Code rural

La vaccination contre la fièvre aphteuse est interdite sur tout le territoire national et pour toutes les espèces.

Il est interdit à quiconque, en dehors des établissements agréés par l'autorité administrative, d'acquérir, de détenir ou de céder, à titre gratuit ou onéreux, du vaccin antiaphteux.

Toutefois, lorsqu'une épizootie de fièvre aphteuse menace de prendre un caractère extensif, la vaccination de certaines catégories d'animaux sur un territoire et pendant une période déterminée peut être rendue obligatoire dans les conditions prévues par un décret en Conseil d'Etat. La décision institutive précise la nature du vaccin à utiliser et les fournisseurs habilités. Elle peut imposer que les animaux des troupeaux vaccinés soient marqués et que leur circulation soit limitée.

La manipulation des virus aphteux aux fins de recherche, de diagnostic ou de fabrication d'antigènes ou de vaccins n'est autorisée que dans les établissements agréés par l'autorité administrative.

Un arrêté du ministre chargé de l'agriculture détermine le classement en groupes distincts des micro-organismes pathogènes pour l'animal en fonction des risques qu'ils présentent pour la santé publique et l'environnement et les modalités de confinement des installations où ces micro-organismes sont utilisés.
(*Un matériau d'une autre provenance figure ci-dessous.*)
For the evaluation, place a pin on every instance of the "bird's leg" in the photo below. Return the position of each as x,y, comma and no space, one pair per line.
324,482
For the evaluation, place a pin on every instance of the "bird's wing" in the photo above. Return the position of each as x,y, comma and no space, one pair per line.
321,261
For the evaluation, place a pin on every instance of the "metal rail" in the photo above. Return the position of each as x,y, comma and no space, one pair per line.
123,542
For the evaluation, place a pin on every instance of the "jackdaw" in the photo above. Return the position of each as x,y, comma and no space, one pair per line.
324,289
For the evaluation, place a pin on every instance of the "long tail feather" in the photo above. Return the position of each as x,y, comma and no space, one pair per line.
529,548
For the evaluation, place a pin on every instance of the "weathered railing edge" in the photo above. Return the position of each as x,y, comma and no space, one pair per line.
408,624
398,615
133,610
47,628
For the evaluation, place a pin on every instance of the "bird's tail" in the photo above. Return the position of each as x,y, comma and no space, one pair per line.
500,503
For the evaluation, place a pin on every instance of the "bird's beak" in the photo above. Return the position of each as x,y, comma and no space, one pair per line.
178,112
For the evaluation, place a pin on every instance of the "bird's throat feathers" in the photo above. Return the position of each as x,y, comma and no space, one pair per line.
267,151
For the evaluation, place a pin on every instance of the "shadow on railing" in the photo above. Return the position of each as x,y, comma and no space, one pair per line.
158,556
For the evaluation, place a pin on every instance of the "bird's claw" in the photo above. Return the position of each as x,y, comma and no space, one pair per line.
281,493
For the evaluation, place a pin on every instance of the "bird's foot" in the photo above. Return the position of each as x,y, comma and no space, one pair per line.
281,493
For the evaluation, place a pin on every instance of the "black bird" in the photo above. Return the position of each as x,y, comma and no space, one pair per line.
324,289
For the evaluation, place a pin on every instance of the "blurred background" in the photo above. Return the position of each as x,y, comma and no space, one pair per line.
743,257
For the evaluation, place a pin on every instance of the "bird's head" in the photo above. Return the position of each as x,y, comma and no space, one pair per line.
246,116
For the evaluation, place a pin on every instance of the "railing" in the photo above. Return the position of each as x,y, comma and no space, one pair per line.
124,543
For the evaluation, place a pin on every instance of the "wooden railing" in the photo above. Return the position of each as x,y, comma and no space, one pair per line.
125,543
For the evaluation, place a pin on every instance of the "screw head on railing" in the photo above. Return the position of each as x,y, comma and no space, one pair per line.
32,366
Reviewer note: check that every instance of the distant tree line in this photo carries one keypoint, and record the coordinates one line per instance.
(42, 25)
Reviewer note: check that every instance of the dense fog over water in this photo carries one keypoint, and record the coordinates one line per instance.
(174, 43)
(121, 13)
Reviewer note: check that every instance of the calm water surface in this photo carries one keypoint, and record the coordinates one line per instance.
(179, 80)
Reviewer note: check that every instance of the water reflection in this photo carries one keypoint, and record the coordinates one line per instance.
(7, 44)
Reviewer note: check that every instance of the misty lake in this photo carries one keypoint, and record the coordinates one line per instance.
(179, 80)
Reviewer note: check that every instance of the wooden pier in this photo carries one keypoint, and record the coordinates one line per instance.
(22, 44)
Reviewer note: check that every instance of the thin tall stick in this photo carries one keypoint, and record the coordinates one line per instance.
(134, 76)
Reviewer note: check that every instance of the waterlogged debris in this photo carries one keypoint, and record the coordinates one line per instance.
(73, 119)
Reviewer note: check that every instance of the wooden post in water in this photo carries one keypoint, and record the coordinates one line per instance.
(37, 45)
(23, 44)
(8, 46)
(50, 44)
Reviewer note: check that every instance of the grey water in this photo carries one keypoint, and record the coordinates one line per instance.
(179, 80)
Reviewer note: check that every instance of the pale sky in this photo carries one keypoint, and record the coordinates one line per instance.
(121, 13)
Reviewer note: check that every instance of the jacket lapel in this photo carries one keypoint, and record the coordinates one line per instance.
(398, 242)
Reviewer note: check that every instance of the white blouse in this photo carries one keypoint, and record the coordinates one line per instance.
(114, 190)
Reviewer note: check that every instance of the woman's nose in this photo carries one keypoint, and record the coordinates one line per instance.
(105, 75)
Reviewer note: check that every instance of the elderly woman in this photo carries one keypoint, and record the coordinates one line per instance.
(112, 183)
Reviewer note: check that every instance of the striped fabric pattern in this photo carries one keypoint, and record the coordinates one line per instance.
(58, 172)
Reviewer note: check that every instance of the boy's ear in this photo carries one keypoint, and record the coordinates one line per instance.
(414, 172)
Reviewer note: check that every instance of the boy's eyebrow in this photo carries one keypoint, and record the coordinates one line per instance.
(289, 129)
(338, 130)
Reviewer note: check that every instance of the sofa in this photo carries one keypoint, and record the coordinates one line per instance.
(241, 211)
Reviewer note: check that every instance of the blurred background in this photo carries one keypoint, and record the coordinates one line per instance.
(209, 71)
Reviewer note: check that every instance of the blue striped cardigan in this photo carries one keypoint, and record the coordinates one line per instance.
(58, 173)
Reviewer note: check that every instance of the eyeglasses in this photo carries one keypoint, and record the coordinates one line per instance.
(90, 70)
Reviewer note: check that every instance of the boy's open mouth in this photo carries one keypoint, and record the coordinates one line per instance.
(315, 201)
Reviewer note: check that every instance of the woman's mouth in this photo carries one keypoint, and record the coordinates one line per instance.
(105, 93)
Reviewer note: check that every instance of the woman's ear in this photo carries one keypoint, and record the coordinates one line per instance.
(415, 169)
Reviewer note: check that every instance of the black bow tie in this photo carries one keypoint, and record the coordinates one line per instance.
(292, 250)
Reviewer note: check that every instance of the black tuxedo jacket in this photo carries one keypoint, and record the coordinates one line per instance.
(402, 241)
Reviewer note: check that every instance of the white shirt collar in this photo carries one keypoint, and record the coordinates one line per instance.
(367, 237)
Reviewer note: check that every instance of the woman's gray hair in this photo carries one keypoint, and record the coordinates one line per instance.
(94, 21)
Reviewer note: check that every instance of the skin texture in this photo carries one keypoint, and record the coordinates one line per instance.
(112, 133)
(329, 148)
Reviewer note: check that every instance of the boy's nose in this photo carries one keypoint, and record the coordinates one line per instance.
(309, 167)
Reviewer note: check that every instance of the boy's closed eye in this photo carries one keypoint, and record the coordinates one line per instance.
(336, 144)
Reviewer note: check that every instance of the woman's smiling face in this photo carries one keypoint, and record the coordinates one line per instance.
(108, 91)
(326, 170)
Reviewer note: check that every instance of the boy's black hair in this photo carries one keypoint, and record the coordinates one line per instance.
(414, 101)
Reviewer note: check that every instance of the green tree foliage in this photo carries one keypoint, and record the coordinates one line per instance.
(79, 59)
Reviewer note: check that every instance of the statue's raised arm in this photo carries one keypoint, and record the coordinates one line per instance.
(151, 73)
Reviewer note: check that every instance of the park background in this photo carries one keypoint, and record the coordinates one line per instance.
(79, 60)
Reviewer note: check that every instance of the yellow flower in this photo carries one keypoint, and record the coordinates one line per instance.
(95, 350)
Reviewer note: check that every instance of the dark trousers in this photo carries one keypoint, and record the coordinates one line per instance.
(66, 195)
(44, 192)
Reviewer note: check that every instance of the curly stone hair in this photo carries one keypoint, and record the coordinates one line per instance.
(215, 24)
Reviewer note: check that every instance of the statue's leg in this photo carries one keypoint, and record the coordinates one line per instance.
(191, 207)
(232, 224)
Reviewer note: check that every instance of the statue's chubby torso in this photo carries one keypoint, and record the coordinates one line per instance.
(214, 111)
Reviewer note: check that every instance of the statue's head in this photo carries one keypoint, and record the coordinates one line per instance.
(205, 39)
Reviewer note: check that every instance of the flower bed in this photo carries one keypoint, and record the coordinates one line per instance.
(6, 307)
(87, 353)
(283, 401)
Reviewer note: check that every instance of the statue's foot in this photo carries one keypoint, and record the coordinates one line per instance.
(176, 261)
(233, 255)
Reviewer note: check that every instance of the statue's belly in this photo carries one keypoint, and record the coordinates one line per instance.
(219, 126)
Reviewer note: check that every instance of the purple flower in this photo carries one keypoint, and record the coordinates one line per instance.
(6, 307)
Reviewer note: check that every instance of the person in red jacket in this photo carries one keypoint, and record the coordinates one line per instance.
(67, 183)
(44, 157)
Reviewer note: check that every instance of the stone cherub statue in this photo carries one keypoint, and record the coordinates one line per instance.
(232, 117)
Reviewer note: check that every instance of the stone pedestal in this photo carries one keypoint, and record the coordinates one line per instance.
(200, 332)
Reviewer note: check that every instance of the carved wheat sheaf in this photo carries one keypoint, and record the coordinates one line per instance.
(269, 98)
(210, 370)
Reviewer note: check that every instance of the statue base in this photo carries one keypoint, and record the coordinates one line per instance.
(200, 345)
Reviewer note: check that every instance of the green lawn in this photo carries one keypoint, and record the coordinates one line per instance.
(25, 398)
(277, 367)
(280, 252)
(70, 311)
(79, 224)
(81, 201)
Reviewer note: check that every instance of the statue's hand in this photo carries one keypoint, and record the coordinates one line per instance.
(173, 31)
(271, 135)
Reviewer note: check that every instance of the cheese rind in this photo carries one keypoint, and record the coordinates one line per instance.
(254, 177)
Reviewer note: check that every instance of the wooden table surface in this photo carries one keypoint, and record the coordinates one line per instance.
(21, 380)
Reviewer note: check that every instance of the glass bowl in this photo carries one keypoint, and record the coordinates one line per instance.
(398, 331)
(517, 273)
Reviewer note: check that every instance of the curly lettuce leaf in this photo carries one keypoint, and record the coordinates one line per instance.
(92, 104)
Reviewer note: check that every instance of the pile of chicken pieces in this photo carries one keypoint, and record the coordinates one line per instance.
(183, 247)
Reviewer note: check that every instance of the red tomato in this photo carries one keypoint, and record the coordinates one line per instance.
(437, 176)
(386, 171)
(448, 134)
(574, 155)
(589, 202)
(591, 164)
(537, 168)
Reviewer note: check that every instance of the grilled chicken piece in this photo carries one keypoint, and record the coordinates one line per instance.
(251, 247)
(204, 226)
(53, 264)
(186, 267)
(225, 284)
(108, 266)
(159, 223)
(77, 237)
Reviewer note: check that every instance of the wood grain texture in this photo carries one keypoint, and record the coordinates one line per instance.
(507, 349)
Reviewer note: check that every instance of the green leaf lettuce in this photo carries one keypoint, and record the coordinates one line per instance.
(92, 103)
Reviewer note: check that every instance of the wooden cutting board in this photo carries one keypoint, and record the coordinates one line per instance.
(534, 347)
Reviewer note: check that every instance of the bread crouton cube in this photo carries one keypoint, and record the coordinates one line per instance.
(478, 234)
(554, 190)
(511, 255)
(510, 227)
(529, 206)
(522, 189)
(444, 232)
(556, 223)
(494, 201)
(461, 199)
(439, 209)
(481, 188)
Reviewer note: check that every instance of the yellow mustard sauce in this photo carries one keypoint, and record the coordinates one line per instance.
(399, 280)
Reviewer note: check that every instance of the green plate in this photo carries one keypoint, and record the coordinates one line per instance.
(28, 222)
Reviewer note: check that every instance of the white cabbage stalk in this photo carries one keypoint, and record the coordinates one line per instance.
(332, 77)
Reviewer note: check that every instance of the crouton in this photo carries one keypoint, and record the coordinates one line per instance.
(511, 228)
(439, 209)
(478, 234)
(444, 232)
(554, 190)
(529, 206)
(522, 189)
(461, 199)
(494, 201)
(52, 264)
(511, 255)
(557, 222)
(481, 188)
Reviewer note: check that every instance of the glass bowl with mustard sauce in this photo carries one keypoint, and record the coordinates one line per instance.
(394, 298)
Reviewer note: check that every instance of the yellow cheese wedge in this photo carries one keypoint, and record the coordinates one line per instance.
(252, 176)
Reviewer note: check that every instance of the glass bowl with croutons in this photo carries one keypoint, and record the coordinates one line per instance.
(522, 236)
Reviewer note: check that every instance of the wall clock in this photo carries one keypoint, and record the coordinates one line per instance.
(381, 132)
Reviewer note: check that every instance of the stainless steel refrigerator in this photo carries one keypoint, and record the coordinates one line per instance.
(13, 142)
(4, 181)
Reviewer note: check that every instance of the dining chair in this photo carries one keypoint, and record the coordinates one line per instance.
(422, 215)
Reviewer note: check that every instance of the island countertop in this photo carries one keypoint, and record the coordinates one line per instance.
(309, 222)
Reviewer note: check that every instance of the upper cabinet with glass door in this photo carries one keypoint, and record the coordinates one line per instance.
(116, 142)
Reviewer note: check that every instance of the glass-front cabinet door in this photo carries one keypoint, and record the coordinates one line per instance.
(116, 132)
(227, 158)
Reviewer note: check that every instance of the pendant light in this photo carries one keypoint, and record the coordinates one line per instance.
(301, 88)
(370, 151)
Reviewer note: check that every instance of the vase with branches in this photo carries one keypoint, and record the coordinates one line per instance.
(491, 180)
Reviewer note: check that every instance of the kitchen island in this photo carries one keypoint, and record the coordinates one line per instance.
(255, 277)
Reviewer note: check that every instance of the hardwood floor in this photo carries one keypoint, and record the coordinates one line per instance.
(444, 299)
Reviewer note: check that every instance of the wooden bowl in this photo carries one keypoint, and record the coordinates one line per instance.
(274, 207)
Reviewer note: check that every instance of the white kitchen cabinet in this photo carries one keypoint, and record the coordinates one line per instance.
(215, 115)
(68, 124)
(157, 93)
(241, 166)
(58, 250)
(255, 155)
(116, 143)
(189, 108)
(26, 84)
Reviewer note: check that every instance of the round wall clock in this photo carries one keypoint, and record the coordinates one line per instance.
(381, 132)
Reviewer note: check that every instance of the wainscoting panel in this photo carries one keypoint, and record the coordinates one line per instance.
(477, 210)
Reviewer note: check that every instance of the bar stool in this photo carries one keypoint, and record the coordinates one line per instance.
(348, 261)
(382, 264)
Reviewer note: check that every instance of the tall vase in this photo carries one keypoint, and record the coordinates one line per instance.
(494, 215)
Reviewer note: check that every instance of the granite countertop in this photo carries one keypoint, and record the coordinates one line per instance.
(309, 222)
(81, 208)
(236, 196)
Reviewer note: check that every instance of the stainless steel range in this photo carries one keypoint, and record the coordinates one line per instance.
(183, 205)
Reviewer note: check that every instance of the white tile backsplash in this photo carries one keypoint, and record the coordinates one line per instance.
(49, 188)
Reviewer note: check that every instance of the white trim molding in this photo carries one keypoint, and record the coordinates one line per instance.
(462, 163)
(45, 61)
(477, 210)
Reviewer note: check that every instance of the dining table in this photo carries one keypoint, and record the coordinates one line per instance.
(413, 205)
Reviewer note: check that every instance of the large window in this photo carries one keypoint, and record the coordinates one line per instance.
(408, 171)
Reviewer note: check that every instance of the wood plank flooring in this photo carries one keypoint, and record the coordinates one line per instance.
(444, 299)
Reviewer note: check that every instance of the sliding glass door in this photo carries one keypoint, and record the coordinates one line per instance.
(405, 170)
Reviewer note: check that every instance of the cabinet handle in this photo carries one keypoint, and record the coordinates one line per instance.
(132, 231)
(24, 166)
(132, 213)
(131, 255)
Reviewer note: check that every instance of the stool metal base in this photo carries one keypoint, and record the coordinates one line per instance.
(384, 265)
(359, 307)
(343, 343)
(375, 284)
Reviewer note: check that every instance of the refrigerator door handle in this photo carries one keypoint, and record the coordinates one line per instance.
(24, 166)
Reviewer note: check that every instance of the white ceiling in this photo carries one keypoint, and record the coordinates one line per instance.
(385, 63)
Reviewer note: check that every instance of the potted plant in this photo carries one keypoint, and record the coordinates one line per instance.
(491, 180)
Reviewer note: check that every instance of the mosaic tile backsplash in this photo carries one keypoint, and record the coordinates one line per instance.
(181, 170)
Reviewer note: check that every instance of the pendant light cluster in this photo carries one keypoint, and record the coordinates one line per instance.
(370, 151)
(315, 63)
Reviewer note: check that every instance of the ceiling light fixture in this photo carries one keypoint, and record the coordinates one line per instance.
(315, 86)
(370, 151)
Cet arrêté fixe également la liste des micro-organismes pathogènes dont l'utilisation est soumise à autorisation.

En cas de suspicion ou de constatation de fièvre aphteuse, la circulation des personnes et des véhicules en provenance ou à destination d'une exploitation faisant l'objet d'un arrêté de mise sous surveillance, en application de l'article L. 923-6, ou d'un arrêté portant déclaration d'infection, en application de l'article L. 923-8, est subordonnée à l'autorisation du préfet. L'autorisation impose le respect des conditions sanitaires propres à éviter la contagion. En cas de nécessité, le préfet peut limiter le nombre des personnes autorisées à pénétrer dans l'exploitation ou à en sortir.

L'arrêté portant déclaration d'infection détermine un périmètre à l'intérieur duquel la circulation des personnes et des véhicules est soumise à des conditions sanitaires propres à éviter la contagion. Le préfet peut, en outre, y interdire tout rassemblement de personnes risquant de favoriser la propagation de l'épizootie.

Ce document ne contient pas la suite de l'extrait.